Ghandi’s first question, on rising, to the women who waited on him every morning was ‘Did you have a good bowel movement this morning, sisters?’ One of his favorite books was Constipation and Our Civilization, which he constantly reread. He was convinced that evil sprang from dirt and unsuitable food. So although he ate heartily – ‘He was one of the hungriest men I have ever known,’ a disciple said – his food was carefully chosen and prepared. A mixture of bicarbonate of soda, honey and lemon-juice was his drink, and all his vegetarian dishes were assisted with munching quantities of crushed garlic, a bowl of which stood by his plate (he had no sense of smell, a useful attribute in India). In middle age, Ghandi turned against his wife and children, indeed against sex itself. He thought women were better than men because he assumed they did not enjoy sex. He carried out his so-called Brahmacharya experiments of sleeping with naked girls solely for warmth. His only seminal emission in his middle and later years was in his sleep in 1936, when he was aged 66: it disturbed him a great deal.

Ghandi’s eccentricities appealed to a nation which venerates sacral oddity. But his teachings had no relevance to India’s problems or aspirations. Hand-weaving made no sense in a country whose chief industry was the mass-production of textiles. His food policy would have led to mass starvation. In fact Ghandi’s own ashram, with his own very expensive ‘simple’ tastes and innumerable ‘secretaries’ and handmaidens, had to be heavily subsidized by three merchant princes. As one of his circle observed: ‘It costs a great deal of money to keep Ghandiji living in poverty.’ About the Ghandi phenomenon there was always a strong aroma of twentieth-century humbug. His methods could only work in an ultra-liberal empire. ‘It was not so much that the British empire treated him forbearingly’, George Orwell wrote, ‘as that he was always able to command publicity… It is difficult to see how Ghandi’s methods could be applied in a country where opponents of the regime disappear in the middle of the night and are never heard from again. Without a free press and the right of assembly, it is impossible not merely to appeal to outside opinion but to bring a mass-movement into being… Is there a Ghandi in Russia at this moment?’

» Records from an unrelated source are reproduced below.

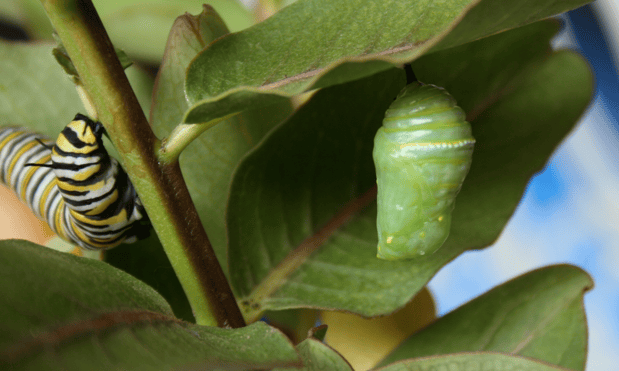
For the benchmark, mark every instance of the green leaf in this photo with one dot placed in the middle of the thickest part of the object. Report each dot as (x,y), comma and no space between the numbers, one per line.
(35,92)
(289,195)
(207,164)
(480,361)
(335,42)
(538,315)
(146,260)
(318,356)
(142,29)
(64,312)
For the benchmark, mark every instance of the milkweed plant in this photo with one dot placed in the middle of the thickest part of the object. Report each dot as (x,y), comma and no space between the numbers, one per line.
(248,136)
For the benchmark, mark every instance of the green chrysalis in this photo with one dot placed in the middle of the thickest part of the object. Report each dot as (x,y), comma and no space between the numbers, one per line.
(422,154)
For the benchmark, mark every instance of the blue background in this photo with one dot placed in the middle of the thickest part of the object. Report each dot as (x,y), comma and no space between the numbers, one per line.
(570,211)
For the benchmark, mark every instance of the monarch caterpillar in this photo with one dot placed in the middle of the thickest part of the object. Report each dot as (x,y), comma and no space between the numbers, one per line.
(422,154)
(74,185)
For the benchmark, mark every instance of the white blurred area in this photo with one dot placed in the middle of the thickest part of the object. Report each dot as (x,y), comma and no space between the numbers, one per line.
(570,211)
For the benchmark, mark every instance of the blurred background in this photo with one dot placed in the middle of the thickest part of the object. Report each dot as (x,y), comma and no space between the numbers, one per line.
(569,213)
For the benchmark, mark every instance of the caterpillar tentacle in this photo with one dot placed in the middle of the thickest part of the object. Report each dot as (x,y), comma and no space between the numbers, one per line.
(73,184)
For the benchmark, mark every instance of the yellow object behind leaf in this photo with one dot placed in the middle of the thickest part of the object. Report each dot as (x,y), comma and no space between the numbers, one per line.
(364,342)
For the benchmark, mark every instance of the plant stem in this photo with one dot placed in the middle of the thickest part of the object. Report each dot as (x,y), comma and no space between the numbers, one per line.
(160,186)
(182,136)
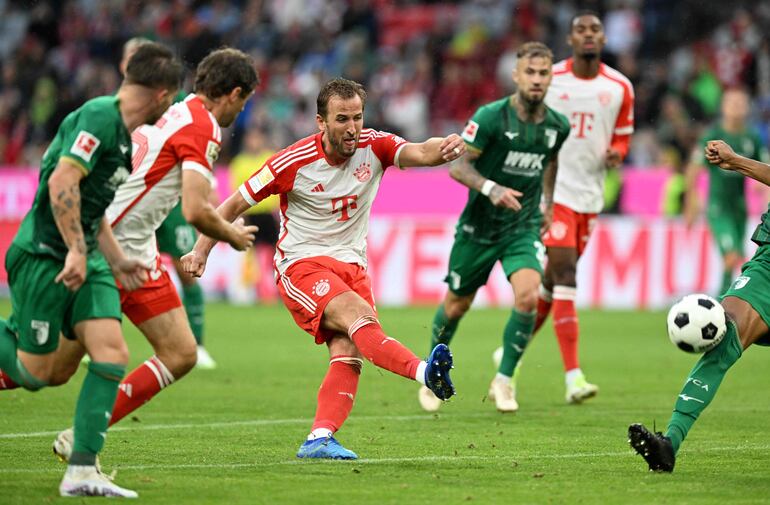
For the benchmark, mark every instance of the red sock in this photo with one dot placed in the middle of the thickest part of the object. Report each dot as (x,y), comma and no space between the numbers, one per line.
(544,302)
(382,350)
(144,382)
(6,382)
(565,324)
(337,392)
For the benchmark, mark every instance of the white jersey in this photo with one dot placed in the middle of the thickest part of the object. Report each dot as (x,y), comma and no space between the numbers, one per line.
(187,137)
(599,110)
(324,208)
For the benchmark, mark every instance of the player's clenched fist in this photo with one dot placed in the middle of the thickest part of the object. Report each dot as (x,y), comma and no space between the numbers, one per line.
(193,263)
(452,147)
(719,153)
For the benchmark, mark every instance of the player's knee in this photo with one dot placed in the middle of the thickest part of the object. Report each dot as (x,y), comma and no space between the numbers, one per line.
(526,301)
(457,307)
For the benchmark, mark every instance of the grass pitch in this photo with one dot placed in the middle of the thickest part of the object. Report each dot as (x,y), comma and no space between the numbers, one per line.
(230,435)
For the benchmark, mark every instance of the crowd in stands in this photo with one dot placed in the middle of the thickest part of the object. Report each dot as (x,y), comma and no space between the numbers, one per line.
(426,65)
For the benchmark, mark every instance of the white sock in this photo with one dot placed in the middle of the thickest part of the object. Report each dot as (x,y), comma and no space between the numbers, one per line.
(319,433)
(573,374)
(420,374)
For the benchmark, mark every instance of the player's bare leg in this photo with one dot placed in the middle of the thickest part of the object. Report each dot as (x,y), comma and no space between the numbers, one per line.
(445,324)
(562,262)
(745,327)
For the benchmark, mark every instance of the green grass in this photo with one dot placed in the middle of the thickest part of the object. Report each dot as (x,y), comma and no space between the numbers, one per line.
(229,435)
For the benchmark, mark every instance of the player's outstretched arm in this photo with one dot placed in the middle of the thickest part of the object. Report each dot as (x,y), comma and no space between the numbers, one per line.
(463,172)
(194,263)
(199,212)
(432,152)
(64,192)
(719,153)
(130,273)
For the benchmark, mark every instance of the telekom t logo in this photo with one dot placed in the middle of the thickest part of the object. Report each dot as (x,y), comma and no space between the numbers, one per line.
(582,122)
(345,203)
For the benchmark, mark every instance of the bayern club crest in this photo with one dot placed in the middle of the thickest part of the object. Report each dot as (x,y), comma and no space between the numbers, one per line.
(364,172)
(321,287)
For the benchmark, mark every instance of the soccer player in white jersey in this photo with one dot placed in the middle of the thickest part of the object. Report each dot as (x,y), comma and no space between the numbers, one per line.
(172,158)
(327,183)
(599,102)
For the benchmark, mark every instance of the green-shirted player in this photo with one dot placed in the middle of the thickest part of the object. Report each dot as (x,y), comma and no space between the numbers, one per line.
(726,208)
(747,304)
(510,164)
(61,262)
(176,238)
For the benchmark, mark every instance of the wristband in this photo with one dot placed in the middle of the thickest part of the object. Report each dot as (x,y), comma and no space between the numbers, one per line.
(486,188)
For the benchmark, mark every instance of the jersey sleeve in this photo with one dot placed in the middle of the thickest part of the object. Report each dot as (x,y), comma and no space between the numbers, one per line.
(387,146)
(265,182)
(86,139)
(196,151)
(479,130)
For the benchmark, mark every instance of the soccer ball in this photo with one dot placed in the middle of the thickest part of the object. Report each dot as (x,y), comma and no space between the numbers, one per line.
(696,323)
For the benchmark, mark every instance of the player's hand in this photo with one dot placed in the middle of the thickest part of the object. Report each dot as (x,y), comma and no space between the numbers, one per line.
(73,275)
(193,263)
(452,147)
(547,219)
(500,196)
(613,159)
(244,235)
(130,273)
(719,153)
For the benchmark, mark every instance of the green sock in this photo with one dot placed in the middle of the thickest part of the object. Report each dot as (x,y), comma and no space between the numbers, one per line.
(192,297)
(516,336)
(702,385)
(443,329)
(10,364)
(727,279)
(94,410)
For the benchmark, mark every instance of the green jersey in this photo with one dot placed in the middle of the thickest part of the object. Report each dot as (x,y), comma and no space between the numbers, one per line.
(515,154)
(94,138)
(726,187)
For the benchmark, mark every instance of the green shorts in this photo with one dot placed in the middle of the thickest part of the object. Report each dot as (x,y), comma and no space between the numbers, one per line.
(176,237)
(753,285)
(470,263)
(729,231)
(42,308)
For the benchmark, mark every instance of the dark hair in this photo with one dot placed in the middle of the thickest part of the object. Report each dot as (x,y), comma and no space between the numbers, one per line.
(223,70)
(343,88)
(153,65)
(534,50)
(585,12)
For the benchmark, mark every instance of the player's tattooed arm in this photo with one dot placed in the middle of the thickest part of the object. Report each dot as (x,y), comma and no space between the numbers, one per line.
(719,153)
(463,172)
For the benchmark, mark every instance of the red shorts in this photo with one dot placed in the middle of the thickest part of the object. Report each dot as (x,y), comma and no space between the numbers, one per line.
(309,284)
(569,229)
(156,297)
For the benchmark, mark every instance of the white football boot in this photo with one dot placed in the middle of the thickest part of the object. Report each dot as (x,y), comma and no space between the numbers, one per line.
(205,361)
(428,401)
(88,481)
(503,392)
(579,389)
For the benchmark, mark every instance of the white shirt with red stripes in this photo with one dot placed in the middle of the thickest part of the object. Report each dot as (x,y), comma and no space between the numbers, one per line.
(324,208)
(187,137)
(599,110)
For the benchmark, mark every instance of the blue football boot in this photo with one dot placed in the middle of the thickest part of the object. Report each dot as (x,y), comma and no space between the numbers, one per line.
(437,372)
(324,448)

All Ghandi’s career demonstrated was the unrepressive nature of British rule and its willingness to abdicate. And Ghandi was expensive in human life as well as money. The events of 1920-1 indicated that though he could bring a mass-movement into existence, he could not control it. Yet he continued to play the sorcerer’s apprentice, while the casualty bill mounted into hundreds, then thousands, then tens of thousands, and the risks of a gigantic sectarian and racial explosion accumulated. This blindness to the law of probability in a bitterly divided sub-continent made nonsense of Ghandi’s professions that he would not take life in any circumstances. 

Needless to say, my opinion of the man has not improved in the least.

6 thoughts on “Paul Johnson on Ghandi”

  1. Very interesting. I’m not impressed with him either. I wish Christians would stop quoting his “I like your Christ but not your Christians” etc. Given his religious beliefs, Ghandi would hardly be an authority on a biblical understanding of Jesus Christ.

  2. I’ve respected Paul Johnson for awhile now, and his newer edition of Modern Times has a proud spot on my shelf as a handy world history reference. It has proven useful for a handful of college history papers. Reading it cover-to-cover would be a daunting task indeed.